Après Christine Boutin, voici maintenant le tour de Roger Karoutchi et de Christine Albanel d'être recasés. Pour Roger, une belle ambassade, mais pas n'importe où : à Paris, auprès de l'OCDE, dans le 16ème arrondissement. On lui a proposé quelque chose au Maghreb, mais c'était trop loin, il aurait du interrompre ses activités politiques. Ensuite Christine Albanel. On lui a proposé la direction de la villa Médicis, à Rome, qui justement, vient de se libérer. Elle a refusé et on la comprend. La dame étant plus gourmande, elle a demandé la présidence d'Arte. Il faudra donc "déplacer" l'actuel titulaire du poste, qui a encore deux ans de mandat à courir. Même s'il est théoriquement possible de virer Jérôme Clément, cela aurait un cout politique bien trop élevé. On va plutôt l'acheter en lui proposant un beau poste (la villa Médicis ?).
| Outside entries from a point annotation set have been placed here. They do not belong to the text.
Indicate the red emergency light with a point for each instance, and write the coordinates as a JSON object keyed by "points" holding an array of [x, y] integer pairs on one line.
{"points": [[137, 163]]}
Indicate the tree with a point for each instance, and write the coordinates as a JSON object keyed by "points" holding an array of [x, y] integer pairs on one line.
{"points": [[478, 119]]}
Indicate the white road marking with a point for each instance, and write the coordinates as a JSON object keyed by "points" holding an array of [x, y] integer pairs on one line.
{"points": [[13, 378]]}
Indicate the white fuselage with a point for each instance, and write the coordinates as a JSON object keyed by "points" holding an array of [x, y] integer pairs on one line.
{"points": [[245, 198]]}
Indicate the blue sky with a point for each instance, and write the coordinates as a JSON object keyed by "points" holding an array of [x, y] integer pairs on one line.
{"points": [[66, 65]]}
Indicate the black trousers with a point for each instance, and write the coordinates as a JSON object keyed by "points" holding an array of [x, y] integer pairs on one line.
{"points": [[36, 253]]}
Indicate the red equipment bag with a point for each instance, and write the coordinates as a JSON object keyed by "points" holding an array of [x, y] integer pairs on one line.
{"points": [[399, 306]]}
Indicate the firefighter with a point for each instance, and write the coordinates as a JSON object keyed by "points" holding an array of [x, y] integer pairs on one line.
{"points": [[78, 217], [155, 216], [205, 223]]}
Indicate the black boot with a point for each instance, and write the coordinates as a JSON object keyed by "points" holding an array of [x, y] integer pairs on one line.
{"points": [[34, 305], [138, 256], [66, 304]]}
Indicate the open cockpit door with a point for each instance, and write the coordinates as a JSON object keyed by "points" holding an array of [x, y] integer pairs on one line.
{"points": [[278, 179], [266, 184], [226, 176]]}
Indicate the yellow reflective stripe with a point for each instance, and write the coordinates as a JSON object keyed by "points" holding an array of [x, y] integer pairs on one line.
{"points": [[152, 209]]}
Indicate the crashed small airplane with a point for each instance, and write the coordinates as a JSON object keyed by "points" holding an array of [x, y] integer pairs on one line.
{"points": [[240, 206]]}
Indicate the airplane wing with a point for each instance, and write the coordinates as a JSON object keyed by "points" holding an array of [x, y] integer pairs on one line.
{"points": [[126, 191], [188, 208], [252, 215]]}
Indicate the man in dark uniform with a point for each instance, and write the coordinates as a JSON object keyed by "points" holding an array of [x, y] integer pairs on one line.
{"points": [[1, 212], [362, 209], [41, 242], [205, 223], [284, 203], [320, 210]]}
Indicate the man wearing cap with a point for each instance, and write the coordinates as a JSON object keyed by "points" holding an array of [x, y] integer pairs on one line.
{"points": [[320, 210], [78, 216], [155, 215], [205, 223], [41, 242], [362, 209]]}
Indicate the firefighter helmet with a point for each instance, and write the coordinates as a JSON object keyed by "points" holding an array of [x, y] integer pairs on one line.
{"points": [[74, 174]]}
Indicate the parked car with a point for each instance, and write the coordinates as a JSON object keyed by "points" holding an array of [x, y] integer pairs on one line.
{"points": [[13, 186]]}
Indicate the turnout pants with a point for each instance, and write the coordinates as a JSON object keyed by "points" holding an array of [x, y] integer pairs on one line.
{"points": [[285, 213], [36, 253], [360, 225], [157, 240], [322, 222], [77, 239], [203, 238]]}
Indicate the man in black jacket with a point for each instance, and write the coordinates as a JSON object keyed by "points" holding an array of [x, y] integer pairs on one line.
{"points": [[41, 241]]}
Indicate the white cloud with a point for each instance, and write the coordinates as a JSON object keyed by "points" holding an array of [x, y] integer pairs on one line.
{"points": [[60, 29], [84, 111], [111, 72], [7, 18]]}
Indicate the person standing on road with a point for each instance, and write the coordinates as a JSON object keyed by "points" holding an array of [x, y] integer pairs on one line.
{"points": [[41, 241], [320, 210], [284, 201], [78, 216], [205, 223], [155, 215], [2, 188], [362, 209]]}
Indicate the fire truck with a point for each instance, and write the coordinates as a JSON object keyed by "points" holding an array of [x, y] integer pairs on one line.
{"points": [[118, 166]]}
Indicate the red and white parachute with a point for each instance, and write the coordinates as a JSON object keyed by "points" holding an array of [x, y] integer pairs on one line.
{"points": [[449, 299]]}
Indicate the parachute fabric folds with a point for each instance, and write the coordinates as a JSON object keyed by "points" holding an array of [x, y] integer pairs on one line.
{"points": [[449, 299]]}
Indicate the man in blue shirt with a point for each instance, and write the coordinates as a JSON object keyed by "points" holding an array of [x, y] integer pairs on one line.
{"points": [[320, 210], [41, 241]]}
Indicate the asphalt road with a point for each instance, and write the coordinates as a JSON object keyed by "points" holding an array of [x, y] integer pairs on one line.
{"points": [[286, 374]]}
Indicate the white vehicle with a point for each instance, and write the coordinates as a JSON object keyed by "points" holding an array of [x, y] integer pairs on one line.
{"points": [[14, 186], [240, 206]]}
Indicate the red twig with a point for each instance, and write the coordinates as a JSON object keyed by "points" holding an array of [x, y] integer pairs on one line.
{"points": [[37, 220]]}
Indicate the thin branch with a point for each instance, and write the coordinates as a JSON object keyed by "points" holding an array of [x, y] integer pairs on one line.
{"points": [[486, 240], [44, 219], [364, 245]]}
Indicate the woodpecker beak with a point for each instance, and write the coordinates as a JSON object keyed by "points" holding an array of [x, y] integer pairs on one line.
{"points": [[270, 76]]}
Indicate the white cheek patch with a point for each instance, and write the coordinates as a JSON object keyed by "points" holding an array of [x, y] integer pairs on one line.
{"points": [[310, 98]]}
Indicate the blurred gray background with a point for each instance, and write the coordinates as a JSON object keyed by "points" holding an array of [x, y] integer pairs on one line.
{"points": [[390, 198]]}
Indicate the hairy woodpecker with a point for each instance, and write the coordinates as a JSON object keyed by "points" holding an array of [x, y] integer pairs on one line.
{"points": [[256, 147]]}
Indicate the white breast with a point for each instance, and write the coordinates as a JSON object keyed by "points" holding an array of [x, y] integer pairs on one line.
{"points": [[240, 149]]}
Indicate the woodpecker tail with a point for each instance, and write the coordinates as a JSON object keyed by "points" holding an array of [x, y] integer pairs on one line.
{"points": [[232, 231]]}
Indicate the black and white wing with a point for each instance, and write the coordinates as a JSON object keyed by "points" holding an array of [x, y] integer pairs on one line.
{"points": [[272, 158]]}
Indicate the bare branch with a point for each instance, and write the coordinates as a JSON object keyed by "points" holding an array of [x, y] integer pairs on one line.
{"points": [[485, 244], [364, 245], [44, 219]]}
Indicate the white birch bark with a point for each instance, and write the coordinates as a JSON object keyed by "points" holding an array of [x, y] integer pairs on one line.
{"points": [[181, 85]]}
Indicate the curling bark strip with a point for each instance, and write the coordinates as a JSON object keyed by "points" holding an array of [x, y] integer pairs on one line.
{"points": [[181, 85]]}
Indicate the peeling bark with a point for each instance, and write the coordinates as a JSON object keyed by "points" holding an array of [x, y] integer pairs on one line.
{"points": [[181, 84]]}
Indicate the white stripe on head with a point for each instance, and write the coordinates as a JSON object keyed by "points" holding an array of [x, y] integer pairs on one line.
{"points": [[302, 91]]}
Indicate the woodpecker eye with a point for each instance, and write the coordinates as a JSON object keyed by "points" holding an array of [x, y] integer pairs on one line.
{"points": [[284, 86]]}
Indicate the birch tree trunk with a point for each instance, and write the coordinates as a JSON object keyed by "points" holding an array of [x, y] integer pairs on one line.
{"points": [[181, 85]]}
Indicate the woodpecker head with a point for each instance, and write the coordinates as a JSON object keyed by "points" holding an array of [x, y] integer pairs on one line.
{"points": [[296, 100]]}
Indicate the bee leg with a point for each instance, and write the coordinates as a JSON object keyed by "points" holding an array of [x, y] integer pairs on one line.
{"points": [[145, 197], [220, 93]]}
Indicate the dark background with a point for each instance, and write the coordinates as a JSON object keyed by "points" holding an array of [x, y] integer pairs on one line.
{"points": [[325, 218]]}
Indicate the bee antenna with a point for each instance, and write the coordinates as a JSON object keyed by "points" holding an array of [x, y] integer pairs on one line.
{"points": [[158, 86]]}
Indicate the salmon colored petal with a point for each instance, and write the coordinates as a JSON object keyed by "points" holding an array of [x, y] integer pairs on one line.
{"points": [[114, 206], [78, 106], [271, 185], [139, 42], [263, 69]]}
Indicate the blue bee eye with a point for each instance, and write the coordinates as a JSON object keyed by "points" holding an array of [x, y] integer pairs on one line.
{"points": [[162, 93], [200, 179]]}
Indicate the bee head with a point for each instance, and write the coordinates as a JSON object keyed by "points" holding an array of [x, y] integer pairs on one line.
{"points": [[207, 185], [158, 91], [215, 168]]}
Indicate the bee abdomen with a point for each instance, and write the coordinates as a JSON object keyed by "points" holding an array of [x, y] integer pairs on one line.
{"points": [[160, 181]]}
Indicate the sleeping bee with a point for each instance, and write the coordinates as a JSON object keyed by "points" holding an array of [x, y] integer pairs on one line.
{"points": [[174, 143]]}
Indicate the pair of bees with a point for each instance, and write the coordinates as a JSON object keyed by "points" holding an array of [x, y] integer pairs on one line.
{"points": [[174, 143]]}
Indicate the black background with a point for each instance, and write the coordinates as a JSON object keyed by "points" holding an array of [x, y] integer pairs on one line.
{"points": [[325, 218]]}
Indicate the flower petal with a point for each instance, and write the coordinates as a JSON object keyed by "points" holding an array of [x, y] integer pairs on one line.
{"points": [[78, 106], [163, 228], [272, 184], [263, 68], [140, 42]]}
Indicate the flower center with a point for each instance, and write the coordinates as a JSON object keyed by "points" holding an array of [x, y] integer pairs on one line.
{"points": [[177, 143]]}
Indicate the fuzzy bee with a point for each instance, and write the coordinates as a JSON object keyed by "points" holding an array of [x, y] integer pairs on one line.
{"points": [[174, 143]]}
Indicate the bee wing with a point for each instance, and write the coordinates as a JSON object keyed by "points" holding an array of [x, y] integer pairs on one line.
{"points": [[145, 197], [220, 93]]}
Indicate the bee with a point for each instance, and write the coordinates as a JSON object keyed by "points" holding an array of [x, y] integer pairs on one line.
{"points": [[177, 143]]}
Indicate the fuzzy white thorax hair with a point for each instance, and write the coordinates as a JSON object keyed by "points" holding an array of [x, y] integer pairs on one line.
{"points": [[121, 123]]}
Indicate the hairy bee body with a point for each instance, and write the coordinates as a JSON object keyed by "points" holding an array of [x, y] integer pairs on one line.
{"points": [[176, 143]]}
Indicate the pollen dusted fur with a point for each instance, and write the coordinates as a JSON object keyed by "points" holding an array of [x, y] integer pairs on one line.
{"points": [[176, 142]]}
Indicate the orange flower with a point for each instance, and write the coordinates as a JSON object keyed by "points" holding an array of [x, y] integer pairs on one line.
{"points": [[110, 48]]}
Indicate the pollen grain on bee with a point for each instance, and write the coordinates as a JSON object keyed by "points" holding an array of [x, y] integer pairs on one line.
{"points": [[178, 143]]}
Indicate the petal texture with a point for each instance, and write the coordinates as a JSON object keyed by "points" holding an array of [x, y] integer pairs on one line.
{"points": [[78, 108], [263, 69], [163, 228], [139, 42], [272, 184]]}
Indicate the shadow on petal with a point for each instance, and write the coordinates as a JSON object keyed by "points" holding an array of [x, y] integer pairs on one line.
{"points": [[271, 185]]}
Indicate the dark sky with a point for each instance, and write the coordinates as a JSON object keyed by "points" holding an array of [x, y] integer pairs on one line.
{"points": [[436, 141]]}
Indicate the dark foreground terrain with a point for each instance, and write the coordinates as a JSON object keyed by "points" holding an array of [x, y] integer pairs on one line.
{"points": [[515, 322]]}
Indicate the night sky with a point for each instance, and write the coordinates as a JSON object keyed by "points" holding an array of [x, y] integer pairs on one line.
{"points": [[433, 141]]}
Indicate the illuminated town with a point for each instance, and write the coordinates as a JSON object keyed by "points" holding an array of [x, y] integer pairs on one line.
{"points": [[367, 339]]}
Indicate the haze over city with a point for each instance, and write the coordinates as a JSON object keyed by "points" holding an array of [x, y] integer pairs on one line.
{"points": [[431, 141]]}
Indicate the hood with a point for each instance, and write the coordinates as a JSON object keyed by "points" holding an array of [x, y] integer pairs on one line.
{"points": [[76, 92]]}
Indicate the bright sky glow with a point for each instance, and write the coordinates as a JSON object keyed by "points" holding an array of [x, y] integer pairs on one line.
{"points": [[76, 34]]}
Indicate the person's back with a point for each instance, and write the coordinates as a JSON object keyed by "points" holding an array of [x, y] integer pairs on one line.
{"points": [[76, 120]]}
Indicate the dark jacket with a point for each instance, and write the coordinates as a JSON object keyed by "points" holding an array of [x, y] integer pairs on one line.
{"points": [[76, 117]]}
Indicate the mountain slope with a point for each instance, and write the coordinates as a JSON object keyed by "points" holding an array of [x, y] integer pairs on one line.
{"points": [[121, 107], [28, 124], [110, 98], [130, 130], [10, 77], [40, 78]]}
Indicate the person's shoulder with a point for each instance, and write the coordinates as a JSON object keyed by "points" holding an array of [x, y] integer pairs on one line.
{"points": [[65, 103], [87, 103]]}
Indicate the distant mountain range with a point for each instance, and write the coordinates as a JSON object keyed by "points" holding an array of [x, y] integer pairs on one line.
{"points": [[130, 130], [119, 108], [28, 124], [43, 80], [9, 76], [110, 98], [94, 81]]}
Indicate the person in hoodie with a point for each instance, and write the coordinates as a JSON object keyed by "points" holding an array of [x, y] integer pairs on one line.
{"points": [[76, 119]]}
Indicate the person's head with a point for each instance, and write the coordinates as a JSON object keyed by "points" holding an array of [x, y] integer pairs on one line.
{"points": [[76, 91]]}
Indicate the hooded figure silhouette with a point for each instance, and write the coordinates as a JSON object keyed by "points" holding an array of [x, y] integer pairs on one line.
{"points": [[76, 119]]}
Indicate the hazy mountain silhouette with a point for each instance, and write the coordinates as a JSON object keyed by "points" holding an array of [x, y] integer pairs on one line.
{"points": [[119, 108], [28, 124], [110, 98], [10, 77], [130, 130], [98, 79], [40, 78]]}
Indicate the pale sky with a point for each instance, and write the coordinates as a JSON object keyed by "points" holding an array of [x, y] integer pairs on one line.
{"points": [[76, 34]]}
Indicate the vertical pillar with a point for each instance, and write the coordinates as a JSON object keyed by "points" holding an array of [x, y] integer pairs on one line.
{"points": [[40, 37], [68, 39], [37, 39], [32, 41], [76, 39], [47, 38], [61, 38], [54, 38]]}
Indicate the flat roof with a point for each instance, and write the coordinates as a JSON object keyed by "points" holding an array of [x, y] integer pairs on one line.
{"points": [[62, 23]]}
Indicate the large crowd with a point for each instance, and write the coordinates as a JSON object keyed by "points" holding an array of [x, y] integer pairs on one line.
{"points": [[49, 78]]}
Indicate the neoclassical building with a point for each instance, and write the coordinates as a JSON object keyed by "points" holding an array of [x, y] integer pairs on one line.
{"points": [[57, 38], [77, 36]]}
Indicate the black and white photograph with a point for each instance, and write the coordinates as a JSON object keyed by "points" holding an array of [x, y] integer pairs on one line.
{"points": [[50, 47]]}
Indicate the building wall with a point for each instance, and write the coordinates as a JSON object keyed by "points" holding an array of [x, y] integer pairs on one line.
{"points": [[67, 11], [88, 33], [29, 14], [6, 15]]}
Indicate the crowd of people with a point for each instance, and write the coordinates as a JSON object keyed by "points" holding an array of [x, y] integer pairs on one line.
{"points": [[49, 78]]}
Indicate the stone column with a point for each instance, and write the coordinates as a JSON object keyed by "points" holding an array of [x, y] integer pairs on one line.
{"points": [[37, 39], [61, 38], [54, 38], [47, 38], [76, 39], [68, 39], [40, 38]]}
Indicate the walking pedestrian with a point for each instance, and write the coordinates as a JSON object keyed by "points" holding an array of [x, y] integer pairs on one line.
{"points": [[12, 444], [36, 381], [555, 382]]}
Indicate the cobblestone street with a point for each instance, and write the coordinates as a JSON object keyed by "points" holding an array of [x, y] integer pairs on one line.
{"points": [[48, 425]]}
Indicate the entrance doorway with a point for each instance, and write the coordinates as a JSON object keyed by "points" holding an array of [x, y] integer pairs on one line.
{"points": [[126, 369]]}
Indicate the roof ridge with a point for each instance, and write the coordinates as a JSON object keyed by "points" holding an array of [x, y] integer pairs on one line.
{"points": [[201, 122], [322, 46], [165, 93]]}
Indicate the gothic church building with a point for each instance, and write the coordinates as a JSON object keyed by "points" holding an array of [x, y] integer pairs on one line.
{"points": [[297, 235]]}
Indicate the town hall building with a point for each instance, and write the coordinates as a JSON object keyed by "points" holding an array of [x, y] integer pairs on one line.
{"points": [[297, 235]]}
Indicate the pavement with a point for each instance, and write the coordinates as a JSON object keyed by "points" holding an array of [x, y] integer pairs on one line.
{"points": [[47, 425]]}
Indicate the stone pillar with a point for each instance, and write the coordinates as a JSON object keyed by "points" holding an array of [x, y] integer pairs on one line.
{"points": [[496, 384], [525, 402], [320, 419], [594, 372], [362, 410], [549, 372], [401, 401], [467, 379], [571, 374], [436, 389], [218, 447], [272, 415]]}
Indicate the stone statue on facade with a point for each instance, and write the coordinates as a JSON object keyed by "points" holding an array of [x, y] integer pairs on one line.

Après ces deux annonces, je comprend les jérémiades des virés du gouvernement. Ils font monter les enchères pour leur recasage. C'est en fait la partie médiatiquement visible d'une négociation discrète. Je remarque juste que redevenir parlementaire n'enchante aucun ancien ministre, puisque ni Roger Karoutchi, ni Christine Boutin ne semblent intéressés par la reprise de leur fauteuil. A la limite, c'est leur filet de sécurité, leur dernier choix. Ce filet de sécurité peut avoir pour effet d'accroitre leur gourmandise. A défaut, ils réintègrent le parlement.

Attendons de voir ce que l'on va donner à Jégo (qui semble mettre la pression en menaçant de balancer), Santini et Laporte. Et surtout, attendons les auditions que certains de ces recasés seront obligés de passer devant le Parlement pour valider leur nomination (et notamment Christine Albanel pour Arte). Ca pourrait être drôle.